4.1 Connectivity Strength as a Continuous Measure
Treating connectivity as a continuous value measured with geochemical and microbial metrics successfully enabled the development of target site specific connectivity functions that described site specific behavior in response to fluctuations in stage at Inflow. Our evaluation of the geochemical and microbial connectivity strength metrics confirmed that both performed well in distinguishing between target sites with high and low connectivity as identified by where tracer breakthrough curves were observed during experimental tracer injections (Figure 4). The site specific connectivity functions allowed us to predict connectivity at each target site daily throughout the main study period (May 01, 2018 through September 01, 2018) and subsequently predict connectivity behavior from previous years (2016 through 2020) using only information from the Inflow stage measurements.

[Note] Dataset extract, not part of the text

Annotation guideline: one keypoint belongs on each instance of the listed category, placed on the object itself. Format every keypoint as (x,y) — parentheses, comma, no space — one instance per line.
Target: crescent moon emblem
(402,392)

Using daily connectivity predictions for the 2018 study period, we identified three major surface water connectivity regimes operating within the river-floodplain system during the study period (Figure 6). Sites were observed to have: high σm values and low spread for the majority of the study period, low σmvalues and spread, or intermittently connected with a wide range of σm values that varied with Inflow stage (Figures 5 & 6). The sites that had high σm for a large proportion of the study period were those located along the main stem of the river. Interestingly, these sites also exhibited evidence of a shift toward decreased σm at very low streamflows (Figures 2 & 5), perhaps reflecting increased transit time or alternatively, changes in source water composition within the reach. The only site to demonstrate low σm values throughout the study was Pond-Iso where we observed no surface connection to the main channel and which had a unimodal distribution of low σm values despite being geographically near Inflow (Figure 1b), demonstrating that geographic proximity does not dictate high hydrologic connectivity. At sites with intermittent connectivity regimes, interactions between river flow dynamics and floodplain geomorphic structures generated target site-specific variability in connectivity regimes. Distributions of connectivity strength at all intermittent sites, except at Main-Braid, were characterized by a dominant mode of low connectivity strength and a secondary mode of higher connectivity strength (Figure 6). This reflects that at the majority of floodplain target sites, high connectivity values are only maintained at Inflow stages well above the median stage of 424 mm during the 2018 study period.
While this bimodality at intermittently connected target sites makes a case for treating connectivity as binary, evaluation of site specific data also indicated that some sites experience prolonged periods of intermediate connectivity strength. If we consider σ values of 0.4 < σ < 0.6 to be intermediate connectivity, then during the 2018 study period, sites spent as little as 7% and as much as 33% in a state of intermediate connectivity (ranges: σm: 7%-20%; σg: 10-33%). Identifying places with longer durations of intermediate connectivity is thought to be particularly important for identifying control points in a landscape that have disproportionate influence on hydrologic and biogeochemical properties of the ecosystem (Bernhardt et al., 2017). In river-floodplain systems, sites with high durations of intermediate connectivity may act as such because they can have a substantial flux of river water moving through them but also long enough residence times for biogeochemical processes that are distinct from those in the main stem river to occur (Covino, 2017; Lynch et al., 2019).